Clifford Thurlow (born 1952, in London, England) trained as a journalist after failing to get a place at Cambridge and wrote his first book at the age of 23.
Thurlow worked as the English editor of the Athens News under Yannis Horn during the last years of the Regime of the Colonels (1967–1974); he was 'asked' to leave the country when he reported on the anti-Junta speech given at the University by German author Günter Grass, who was held briefly under house arrest.
Rather than returning to the UK, Thurlow moved to India where he studied Buddhism in Dharamshala and worked with the Dalai Lama as one of a team translating Tibetan sacred texts into English.

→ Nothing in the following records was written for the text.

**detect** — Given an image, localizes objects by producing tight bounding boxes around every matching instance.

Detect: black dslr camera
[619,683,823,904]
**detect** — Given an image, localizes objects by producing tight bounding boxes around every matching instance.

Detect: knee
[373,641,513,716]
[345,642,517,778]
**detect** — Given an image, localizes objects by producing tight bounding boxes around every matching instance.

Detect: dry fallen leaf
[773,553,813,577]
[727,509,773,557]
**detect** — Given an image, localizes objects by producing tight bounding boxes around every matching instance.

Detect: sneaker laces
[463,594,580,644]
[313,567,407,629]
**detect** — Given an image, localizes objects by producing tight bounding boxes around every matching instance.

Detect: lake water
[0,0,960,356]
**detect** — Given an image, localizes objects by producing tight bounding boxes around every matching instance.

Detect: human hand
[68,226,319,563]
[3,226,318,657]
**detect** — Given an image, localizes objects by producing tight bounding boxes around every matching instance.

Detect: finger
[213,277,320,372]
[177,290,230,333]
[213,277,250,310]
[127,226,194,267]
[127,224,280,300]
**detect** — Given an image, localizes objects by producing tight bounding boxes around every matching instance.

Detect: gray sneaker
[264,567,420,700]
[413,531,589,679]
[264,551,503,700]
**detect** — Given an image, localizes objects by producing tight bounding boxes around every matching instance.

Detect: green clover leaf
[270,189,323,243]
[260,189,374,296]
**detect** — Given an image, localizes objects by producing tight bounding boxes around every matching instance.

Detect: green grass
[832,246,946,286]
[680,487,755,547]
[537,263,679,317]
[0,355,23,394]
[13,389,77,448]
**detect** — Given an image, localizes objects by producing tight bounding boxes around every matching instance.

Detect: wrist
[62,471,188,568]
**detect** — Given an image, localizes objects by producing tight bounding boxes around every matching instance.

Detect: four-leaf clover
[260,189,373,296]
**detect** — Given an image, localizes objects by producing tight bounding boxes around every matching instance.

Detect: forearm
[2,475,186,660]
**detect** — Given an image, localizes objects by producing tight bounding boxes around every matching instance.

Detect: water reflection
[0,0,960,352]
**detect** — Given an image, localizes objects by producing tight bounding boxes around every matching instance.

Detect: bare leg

Recent books are Fatwa: Living With A Death Threat (Hodder & Stoughton, 2005), which describes the flight of Jacky Trevane across the desert with two children to escape an abusive husband; Today I'm Alice (Sidgwick & Jackson, 2009) the story of Multiple Personality Disorder survivor Alice Jamieson, a Sunday Times Top Ten best-seller; and two books set in Iraq with former infantry captain turned mercenary James Ashcroft, Escape From Baghdad (Virgin, 2009), the rescue of Ashcroft's former Iraqi interpreter and his family from Shia Death Squads; and Making A Killing (Virgin, 2006) – on which Andy Martin wrote in The Daily Telegraph: "Ashcroft must have formed a good working alliance with ghostwriter Clifford Thurlow, because this diary of death and destruction radiates not just personality but that elusive, lyrical honesty the existentialists used to call authenticity."
Thurlow's Runaway (Simon & Schuster, 2013), Emily Mackenzie's story of life as a child prostitute in London's Soho in the early 1970s, spent five weeks in the Sunday Times Top Ten best-seller lists.